# Lab 04 - Ridge Lasso Elastic Net

Due: Tuesday 2020-03-24 at 11:59pm

# Introduction

In this lab we are going to practice cross validation. A few reminders:

• Remember to label your chunks
• Write out your answers in full sentences, do not just rely on the R output
• Knit, commit, and push regularly (at least after every exercise)

# Getting started

• Go to our class’s GitHub organization sta-363-s20
• Find the GitHub repository (which we’ll refer to as “repo” going forward) for this lab, lab-04-ridge-lasso-elastic-YOUR-GITHUB-HANDLE. This repo contains a template you can build on to complete your assignment.
• On GitHub, click on the green Clone or download button, select Use HTTPS. Click on the clipboard icon to copy the repo URL.
• If using RStudio Cloud, go to RStudio Cloud and into the course workspace. Create a New Project from Git Repo. You will need to click on the down arrow next to the New Project button to see this option.
• If using RStudio Pro, create a new project by clicking File > New Project Then click Version Control and Git/Github.
• Copy and paste the URL of your assignment repo into the dialog box.
• Hit OK, and you’re good to go!

# Packages

In this lab we will work with two packages: tidyverse which is a collection of packages for doing data analysis in a “tidy” way and tidymodels for statistial modeling.

Now that the necessary packages are installed, you should be able to Knit your document and see the results.

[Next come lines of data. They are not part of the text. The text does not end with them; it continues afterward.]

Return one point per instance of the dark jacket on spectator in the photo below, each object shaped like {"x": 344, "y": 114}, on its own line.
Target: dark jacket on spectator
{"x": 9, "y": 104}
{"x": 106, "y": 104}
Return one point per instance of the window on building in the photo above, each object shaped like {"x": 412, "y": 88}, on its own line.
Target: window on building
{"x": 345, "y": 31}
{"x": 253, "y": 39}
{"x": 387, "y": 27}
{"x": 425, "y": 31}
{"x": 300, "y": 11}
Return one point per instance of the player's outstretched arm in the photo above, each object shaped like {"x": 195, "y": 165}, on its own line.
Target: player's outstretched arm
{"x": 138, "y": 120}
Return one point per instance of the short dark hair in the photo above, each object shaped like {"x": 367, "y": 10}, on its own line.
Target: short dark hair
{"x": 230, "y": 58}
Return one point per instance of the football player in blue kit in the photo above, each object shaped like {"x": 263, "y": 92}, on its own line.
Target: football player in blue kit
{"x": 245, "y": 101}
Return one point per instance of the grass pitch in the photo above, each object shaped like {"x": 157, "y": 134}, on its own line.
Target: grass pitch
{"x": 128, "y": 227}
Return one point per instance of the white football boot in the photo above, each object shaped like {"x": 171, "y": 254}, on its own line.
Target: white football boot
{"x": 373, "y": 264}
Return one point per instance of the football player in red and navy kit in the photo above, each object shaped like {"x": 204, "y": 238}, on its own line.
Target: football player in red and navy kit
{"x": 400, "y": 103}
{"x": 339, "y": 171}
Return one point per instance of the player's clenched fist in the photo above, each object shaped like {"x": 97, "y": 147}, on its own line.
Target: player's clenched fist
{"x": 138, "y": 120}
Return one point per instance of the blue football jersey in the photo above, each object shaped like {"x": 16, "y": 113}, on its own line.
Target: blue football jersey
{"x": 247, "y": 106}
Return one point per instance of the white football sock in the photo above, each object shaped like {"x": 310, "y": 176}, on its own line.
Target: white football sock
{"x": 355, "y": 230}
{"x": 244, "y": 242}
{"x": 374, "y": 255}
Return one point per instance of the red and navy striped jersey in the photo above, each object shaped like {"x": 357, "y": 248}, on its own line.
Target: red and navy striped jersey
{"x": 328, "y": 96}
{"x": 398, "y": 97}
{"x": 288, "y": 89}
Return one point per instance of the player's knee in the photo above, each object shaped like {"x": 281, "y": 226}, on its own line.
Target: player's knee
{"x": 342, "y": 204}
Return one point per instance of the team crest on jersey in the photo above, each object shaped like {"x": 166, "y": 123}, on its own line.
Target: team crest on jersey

If you’d like to run your code in the Console as well you’ll also need to load the packages there. To do so, run the following in the console.

library(tidyverse)
library(tidymodels)

Note that the packages are also loaded with the same commands in your R Markdown document.

# Housekeeping

## Git configuration

• Go to the Terminal pane
• Type the following two lines of code, replacing the information in the quotation marks with your info:

To confirm that the changes have been implemented, run the following

If you would like your git password cached for a week for this project, type the following in the Terminal:

## Project name:

Currently your project is called Untitled Project. Update the name of your project to be “Lab 04 - Ridge, Lasso, and Elastic Net”.

# Warm up

Before we introduce the data, let’s warm up with some simple exercises.

## YAML:

Open the R Markdown (Rmd) file in your project, change the author name to your name, and knit the document.

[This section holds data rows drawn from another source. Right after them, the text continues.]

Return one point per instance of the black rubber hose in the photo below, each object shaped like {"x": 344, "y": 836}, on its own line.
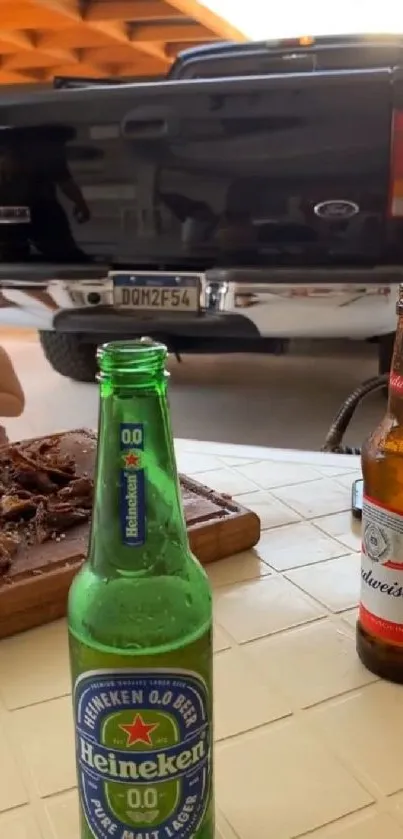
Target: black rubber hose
{"x": 337, "y": 430}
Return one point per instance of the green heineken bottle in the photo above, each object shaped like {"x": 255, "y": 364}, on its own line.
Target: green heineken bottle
{"x": 140, "y": 625}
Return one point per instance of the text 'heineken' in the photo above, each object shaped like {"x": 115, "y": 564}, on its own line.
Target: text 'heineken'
{"x": 140, "y": 625}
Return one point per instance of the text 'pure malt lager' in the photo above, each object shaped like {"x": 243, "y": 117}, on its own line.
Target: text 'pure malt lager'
{"x": 380, "y": 623}
{"x": 140, "y": 625}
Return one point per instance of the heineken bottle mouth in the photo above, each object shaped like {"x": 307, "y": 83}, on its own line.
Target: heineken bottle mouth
{"x": 136, "y": 356}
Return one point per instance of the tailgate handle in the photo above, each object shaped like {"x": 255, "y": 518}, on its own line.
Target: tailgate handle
{"x": 144, "y": 128}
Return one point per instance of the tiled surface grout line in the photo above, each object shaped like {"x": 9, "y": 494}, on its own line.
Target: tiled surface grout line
{"x": 294, "y": 708}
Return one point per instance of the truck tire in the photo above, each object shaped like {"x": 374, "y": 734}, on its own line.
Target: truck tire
{"x": 69, "y": 356}
{"x": 385, "y": 352}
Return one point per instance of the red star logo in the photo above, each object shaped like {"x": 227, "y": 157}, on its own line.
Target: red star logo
{"x": 131, "y": 459}
{"x": 139, "y": 731}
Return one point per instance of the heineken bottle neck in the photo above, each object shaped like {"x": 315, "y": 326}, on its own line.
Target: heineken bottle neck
{"x": 138, "y": 524}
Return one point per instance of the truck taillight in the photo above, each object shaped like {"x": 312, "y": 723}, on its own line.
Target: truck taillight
{"x": 396, "y": 167}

## Commiting and pushing changes:

• Go to the Git pane in your RStudio.
• View the Diff and confirm that you are happy with the changes.
• Add a commit message like “Update team name” in the Commit message box and hit Commit.
• Click on Push. This will prompt a dialogue box where you first need to enter your user name, and then your password.

# Data

For this lab, we are using a data frame currently in music.csv. This data frame includes 72 predictors that are components of audio files and one outcome, lat, the latitude of where the music originated. We are trying to predict the location of the music’s origin using audio components of the music.

# Exercises

1. Set a seed of 7. Split the music data into a training and test set with 50% of the data in the training and 50% in the testing. Call your training set music_train and your testing set music_test. Describe these data sets (how many observations, how many variables).
## Parsed with column specification:
## cols(
##   .default = col_double()
## )
## See spec(...) for full column specifications.
1. We are interested in predicting the latitude (lat) of the music’s origin from all other variables. Fit a linear model using least squares on the training set. Report the test root mean squared error obtained.

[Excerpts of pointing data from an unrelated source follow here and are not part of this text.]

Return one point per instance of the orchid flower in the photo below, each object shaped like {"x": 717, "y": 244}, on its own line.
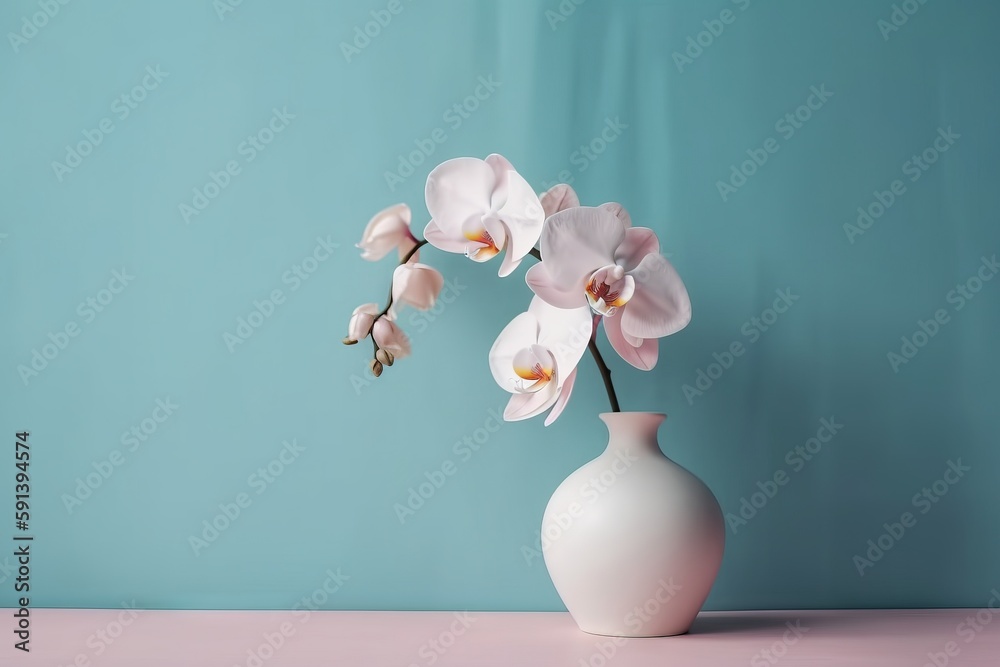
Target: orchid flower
{"x": 559, "y": 198}
{"x": 535, "y": 358}
{"x": 481, "y": 207}
{"x": 594, "y": 257}
{"x": 361, "y": 322}
{"x": 388, "y": 230}
{"x": 416, "y": 285}
{"x": 390, "y": 337}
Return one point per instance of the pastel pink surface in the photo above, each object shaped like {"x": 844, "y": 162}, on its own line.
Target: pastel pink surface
{"x": 884, "y": 638}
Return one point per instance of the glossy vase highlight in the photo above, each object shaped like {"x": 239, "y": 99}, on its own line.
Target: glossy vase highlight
{"x": 632, "y": 540}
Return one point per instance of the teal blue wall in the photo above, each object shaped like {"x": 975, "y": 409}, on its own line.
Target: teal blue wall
{"x": 362, "y": 445}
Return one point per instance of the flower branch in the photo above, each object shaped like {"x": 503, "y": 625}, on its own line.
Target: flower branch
{"x": 594, "y": 267}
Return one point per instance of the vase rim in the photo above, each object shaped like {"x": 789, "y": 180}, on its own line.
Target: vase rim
{"x": 632, "y": 412}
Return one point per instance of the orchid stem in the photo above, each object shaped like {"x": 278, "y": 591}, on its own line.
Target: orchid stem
{"x": 605, "y": 374}
{"x": 596, "y": 353}
{"x": 404, "y": 260}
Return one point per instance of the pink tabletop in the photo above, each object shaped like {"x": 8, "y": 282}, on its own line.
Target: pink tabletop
{"x": 883, "y": 638}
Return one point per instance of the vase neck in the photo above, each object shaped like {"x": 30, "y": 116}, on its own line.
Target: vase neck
{"x": 633, "y": 429}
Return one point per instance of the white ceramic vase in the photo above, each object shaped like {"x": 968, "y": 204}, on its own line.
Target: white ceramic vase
{"x": 633, "y": 541}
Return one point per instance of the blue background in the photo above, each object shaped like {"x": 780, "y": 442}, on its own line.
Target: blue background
{"x": 367, "y": 443}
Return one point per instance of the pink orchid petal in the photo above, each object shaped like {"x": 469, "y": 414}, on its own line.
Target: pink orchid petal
{"x": 639, "y": 242}
{"x": 501, "y": 167}
{"x": 519, "y": 333}
{"x": 542, "y": 284}
{"x": 564, "y": 393}
{"x": 361, "y": 321}
{"x": 660, "y": 305}
{"x": 508, "y": 265}
{"x": 525, "y": 406}
{"x": 609, "y": 288}
{"x": 390, "y": 337}
{"x": 578, "y": 241}
{"x": 417, "y": 285}
{"x": 437, "y": 238}
{"x": 535, "y": 366}
{"x": 456, "y": 190}
{"x": 619, "y": 212}
{"x": 564, "y": 332}
{"x": 559, "y": 198}
{"x": 388, "y": 229}
{"x": 522, "y": 214}
{"x": 643, "y": 356}
{"x": 485, "y": 238}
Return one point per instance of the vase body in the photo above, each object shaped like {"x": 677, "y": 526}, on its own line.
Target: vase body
{"x": 633, "y": 541}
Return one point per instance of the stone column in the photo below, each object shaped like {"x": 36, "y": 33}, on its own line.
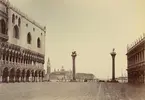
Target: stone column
{"x": 113, "y": 54}
{"x": 74, "y": 69}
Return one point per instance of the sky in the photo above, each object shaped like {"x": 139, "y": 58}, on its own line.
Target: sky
{"x": 90, "y": 27}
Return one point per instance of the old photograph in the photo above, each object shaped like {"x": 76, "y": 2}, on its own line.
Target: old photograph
{"x": 72, "y": 50}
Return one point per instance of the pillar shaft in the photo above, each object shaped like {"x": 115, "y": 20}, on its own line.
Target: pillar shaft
{"x": 74, "y": 78}
{"x": 113, "y": 68}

2. Fit a ridge regression model on the training set with $$\lambda$$ chosen using 10-fold cross valiation. Report the $$\lambda$$ chosen and explain why. Report the test root mean squared error obtained using testing portion of the initially split data frame.

3. Fit a lasso model on the training set with $$\lambda$$ chosen using cross valiation. Report the $$\lambda$$ chosen and explain why. Report the test root mean squared error obtained using testing portion of the initially split data frame.

4. Fit an elastic net model on the training set with $$\lambda$$ and $$\alpha$$ chosen using cross valiation. Report the $$\lambda$$ chosen and explain why. Report the test root mean squared error obtained using testing portion of the initially split data frame.

5. Comment on the results obtained. How accurately can we predict the latitude of where the music originated? Is there much difference among the test errors resulting from these four approaches?